Election season in Quebec kicked off today with the official start to political campaigning.
Provincial election aren't until November so tons of new promises, policies, and plans are sure to be announced in the coming months. Some might actually manifest into real action. But probably not.
Nevertheless, this is an exciting time for Quebec residents hopeful that leaders might rise to meet their needs and concerns.
But unfortunately for some young people, the election cycle launched with some disappointing news.
According to the Montreal Gazette, the Coalition Avenir Quebec (CAQ), the centre-right party that hopes to displace the Liberals' control of the National Assembly, announced today that it views eighteen as too young an age for residents to consume marijuana.
Recreational marijuana becomes officially legal nationwide on October 17th. In Quebec, a new legal code has already emerged to regulate the drug. Government-run retail stores, much like the SAQ, will have a monopoly over marijuana distribution. Store locations in Montreal have already been announced.
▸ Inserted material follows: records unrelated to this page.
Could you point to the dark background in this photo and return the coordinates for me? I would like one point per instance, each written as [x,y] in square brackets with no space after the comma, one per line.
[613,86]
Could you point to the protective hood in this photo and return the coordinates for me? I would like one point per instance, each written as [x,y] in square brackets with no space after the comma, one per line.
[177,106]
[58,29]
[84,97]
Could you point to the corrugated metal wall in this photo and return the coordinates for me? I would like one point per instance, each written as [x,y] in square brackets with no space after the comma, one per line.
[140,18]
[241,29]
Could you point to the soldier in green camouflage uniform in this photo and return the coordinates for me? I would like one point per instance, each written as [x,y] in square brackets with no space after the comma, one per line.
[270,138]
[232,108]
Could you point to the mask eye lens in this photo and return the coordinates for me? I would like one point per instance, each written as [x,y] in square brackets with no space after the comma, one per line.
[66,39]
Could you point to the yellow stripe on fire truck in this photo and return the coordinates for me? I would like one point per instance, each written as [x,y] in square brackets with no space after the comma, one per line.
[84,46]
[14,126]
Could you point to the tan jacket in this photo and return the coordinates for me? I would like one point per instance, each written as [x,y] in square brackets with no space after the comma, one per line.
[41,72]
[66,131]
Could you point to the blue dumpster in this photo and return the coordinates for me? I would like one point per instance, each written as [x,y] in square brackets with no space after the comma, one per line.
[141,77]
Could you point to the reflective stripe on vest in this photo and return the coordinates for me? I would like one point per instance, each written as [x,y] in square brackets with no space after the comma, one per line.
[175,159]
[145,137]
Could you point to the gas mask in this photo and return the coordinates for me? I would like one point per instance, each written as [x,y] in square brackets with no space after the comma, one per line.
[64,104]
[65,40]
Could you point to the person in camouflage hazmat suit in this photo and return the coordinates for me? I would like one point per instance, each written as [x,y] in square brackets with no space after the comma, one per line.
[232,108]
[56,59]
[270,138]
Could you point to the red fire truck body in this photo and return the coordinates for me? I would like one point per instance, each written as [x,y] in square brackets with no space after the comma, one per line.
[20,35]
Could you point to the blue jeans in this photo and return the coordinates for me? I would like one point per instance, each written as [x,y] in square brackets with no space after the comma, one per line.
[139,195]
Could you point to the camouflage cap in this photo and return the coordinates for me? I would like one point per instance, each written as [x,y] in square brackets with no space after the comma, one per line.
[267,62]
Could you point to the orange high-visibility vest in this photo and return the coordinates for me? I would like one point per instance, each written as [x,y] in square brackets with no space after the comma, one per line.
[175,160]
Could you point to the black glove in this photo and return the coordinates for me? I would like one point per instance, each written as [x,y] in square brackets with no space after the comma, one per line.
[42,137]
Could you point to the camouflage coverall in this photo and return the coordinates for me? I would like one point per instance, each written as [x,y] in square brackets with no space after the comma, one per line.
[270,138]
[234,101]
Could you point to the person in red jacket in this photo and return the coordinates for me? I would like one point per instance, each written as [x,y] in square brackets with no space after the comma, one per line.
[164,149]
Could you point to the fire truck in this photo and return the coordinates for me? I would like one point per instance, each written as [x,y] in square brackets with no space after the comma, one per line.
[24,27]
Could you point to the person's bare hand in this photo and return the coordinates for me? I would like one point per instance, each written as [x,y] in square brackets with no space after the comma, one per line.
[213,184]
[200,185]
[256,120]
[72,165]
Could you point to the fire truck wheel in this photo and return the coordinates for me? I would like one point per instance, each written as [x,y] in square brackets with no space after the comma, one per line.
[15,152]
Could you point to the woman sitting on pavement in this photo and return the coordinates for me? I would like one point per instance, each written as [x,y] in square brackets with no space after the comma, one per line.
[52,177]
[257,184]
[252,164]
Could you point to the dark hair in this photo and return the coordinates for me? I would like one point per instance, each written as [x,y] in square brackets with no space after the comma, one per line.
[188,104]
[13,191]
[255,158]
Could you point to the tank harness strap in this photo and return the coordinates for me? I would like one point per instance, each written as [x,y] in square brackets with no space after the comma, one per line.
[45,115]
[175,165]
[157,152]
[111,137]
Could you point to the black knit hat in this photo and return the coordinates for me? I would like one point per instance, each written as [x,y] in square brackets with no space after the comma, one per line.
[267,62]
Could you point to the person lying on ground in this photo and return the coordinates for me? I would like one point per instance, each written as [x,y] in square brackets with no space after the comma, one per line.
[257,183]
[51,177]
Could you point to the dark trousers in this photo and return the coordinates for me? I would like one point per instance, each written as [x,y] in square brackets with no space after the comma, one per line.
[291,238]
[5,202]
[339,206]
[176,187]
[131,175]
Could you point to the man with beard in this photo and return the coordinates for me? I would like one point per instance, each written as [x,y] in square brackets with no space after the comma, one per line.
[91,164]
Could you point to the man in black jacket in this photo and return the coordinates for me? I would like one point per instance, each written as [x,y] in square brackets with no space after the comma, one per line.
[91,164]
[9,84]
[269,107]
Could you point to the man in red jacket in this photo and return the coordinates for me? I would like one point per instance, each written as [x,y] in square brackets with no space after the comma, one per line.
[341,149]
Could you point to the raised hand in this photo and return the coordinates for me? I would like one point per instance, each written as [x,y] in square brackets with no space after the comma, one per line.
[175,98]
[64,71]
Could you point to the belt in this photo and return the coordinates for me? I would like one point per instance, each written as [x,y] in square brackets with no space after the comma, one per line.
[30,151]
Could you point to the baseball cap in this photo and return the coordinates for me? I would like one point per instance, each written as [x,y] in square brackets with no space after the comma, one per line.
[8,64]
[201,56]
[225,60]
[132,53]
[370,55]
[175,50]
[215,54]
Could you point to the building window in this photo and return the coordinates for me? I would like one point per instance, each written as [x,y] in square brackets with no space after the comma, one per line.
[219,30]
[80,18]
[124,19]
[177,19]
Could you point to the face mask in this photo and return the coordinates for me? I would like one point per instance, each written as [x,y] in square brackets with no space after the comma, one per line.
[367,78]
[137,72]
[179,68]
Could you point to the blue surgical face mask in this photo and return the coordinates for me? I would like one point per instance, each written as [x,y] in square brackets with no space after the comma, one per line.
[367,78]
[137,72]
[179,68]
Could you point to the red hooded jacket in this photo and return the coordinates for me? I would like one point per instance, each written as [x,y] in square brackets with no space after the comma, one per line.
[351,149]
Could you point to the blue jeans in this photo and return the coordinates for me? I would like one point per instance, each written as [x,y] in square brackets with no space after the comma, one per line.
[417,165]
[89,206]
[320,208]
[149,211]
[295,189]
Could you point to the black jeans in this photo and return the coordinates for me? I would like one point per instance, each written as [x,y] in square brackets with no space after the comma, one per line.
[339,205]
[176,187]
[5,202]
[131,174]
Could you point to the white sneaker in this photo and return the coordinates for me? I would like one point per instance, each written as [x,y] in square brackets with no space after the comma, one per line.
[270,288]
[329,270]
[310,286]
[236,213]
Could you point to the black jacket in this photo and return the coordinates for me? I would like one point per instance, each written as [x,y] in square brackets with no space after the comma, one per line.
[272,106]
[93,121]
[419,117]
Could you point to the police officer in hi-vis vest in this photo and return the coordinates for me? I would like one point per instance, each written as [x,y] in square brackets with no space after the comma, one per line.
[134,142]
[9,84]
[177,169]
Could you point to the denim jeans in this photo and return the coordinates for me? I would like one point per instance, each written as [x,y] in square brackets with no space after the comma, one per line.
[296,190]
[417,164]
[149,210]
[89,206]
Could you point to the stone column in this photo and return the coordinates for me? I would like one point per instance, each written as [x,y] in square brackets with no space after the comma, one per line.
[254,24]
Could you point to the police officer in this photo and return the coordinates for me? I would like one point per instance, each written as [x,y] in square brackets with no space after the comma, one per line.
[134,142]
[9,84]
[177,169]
These developments have roused excitement among Quebecers and prospective residents, particularly those foreign students of legal age who will suddenly have access to the drug.
The CAQ may derail those plans, however. It would see the minimum age for marijuana consumption raised to twenty-one. That is, if the party manages to win a majority.
Those under twenty-one would not even be able to enter marijuana retail stores run by the Société québécoise du cannabis (SQDC) if store regulations are updated accordingly.
At one point during the summer, the CAQ was polling ahead of every other major party in the province. Though, much is sure to change between now and November.